Within the space of three years, the firm has grown and now employs around 500 people. It established subsidiaries in Beijing, Guizhou, Shenzhen and Singapore before entering the UK. Its success in China was confirmed when the think tank China Center for Information Industry Development included the company in its China Big Data Top 50 list.
BBD is also a member of the Zhongguancun Big Data Industry Alliance and the Beijing Municipal Bureau of Financial Work, both powerful tech-driven organizations.
Helen Wang, the company's chief executive in Britain, says the R&D center in Cambridge will enable it to utilize the research strength in crowdfunding at the city's university and work with its experts to extend big data's application to bio data.
Wang says: "By working with a leading research institute in crowdfunding, BBD can contribute to China's peer-to-peer industry, which is increasingly in need of regulation and supervision."
Using the same methods employed in the China New Economy Index, BBD is using its presence in the UK to develop products that track growth opportunities in the Belt and Road countries. Wang says Belt and Road based products could help investors target investment strategies at countries that receive high growth rankings.
BBD's expansion into the UK happened on the back of a boom in China's big-data industry, which enjoys the advantage of abundant data due to the nation's large population, heavy investment in the sector and a large number of well-qualified engineers.
While the size of the sector is hard to determine because it has only taken off in the past five years, the Beijing-based intelligence firm Analysis International estimates that big data-related marketing services in China grew by more than 150 percent to 2 billion yuan ($300 million; 278.1 million euros; 240.2 million) in 2015, and is forecast to increase to 27.7 billion yuan by 2018.
Globally, the big-data market potential is huge. German-based data firm Statista estimates the market value in 2015 was worth $22.6 billion, which is expected to almost double to $40.8 billion by 2018, and reach $92.2 billion by 2026.

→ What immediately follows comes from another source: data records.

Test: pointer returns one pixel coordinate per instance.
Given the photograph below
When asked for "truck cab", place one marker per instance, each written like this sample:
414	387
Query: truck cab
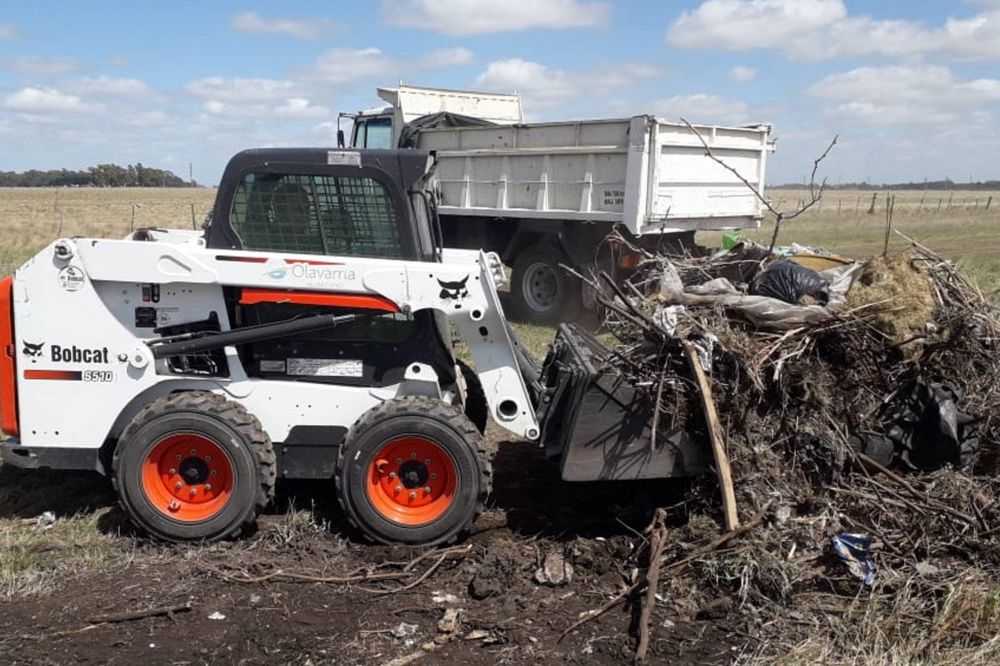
382	127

Such rapid growth in the big data sector also means the development of the industry is racing ahead of the regulators, and investors at times do not know who they can trust. Increasing difficulty in garnering funding from traditional sources has led to a surge of crowdfunding platforms, which gather money from individual investors and lend to borrowers who lack the ability to borrow from mainstream banks.

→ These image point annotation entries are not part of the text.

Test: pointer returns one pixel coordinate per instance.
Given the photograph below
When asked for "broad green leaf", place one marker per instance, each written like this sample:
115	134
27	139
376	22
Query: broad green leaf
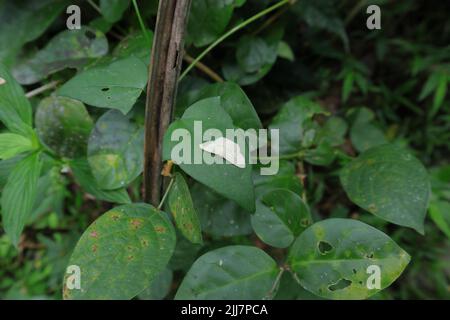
116	85
12	144
208	19
234	272
115	150
440	213
19	195
121	252
183	211
390	183
280	217
209	114
286	178
235	102
113	10
135	44
83	176
220	217
68	49
23	21
332	259
292	121
15	109
63	125
159	287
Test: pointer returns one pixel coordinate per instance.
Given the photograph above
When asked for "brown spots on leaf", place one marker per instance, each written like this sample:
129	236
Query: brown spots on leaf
93	234
136	223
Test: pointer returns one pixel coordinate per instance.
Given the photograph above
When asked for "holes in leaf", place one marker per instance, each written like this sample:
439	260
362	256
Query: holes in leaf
324	247
341	284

Witnessing the need for investors to reliably measure the risks of different crowdfunding platforms, BBD is now developing crowdfunding indices, including one version specific to the UK market, expected to be launched in the second half of this year.

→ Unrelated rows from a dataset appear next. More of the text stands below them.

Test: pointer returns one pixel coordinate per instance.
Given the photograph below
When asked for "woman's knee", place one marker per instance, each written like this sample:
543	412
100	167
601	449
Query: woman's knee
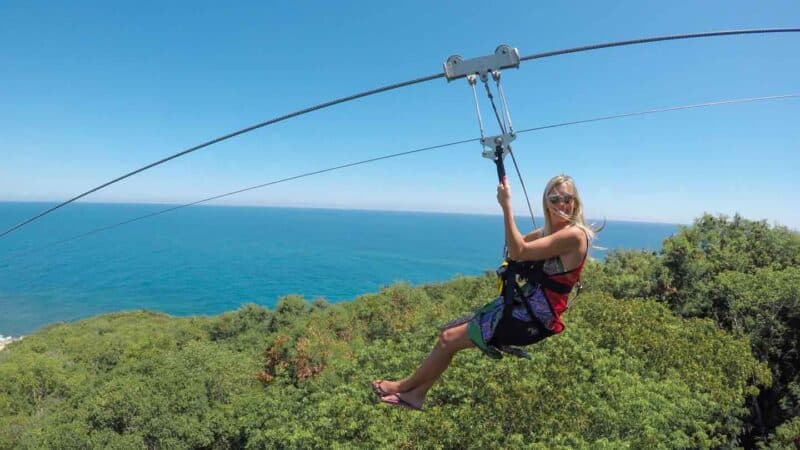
454	339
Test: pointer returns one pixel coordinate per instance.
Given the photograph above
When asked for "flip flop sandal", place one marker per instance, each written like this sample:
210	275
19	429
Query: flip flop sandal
396	400
378	390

Helen Wang says: "We hope to capture information from public sources to create an index that rates crowdfunding platforms. The key users of this index would be businesses, investors and government regulators.
"In addition to the information BBD hopes to capture from public sources, it will also work with crowdfunding firms and platforms and hope they can provide more data."
Wang continues: "We work with them because our end goal is to help provide a system to enable more transparency and integrity, and thus strive for sustainable and healthy development for the industry."
Wang, originally from Chengdu, has worked in London's financial services industry since 2002, and over the years has witnessed dramatic ups and downs in the industry. In 2008, the year Lehman Brothers collapsed, she was already assistant vice-president of Deutsche Bank and, despite the economic downturn, experienced another major career progression in 2009, joining JP Morgan as a vice-president.
But in 2012 Wang made a brave career change, when she resigned from her post at JP Morgan.
She says: "Many people couldn't understand my decision, because back then many people were losing their jobs. People said to me I was lucky to still have my job. However, I felt strongly that there is a new wave of new financial sector opportunities emerging between the UK and China, and I wanted to be a part of it."
It's this attitude, perhaps, that has made Wang the perfect fit for BBD's UK expansions, and she says she has come to realize two important lessons in the past year. It is vital to realize market differences and leverage local resources.
She says: "Through market research we noticed a big difference between the Chinese and UK big data industries. In China, many big data firms are still focusing on data gathering, but the UK's big data industry is more analysis-driven, which is more sophisticated than data mining, and that's what we are doing in the UK."
Effectively, BBD's China domestic market-oriented products focus on gathering data for users using its unique algorithms, but its UK products, such as the Belt and Road index, focus more on providing new sources of thinking for investors.
Secondly, BBD is using the UK's local talent for new product development, especially at Cambridge, where its operating model is sponsoring researchers to complete research on topics of the company choosing. BBD has also appointed influential British academics and business leaders as directors.
Alan Barrell, entrepreneur in residence at the Centre for Entrepreneurial Learning at the University of Cambridge, Judge Business School, was recently appointed its UK non-executive director.
Barrell says he was very impressed by BBD's team, many of whom are PhD graduates from universities in the West who have subsequently returned to work with BBD in Chengdu, adding that he believes BBD's work has the potential to contribute to business sectors beyond financial services.
He says: "While the focus of BBD today is rightly and primarily on the financial sector and aimed at enabling enhanced economic and business management, I have the impression that the company may also have the capability to make significant contributions to big data developments serving other key areas of modern life where technology now enables information to be generated at speeds and in volumes not even anticipated a few years ago."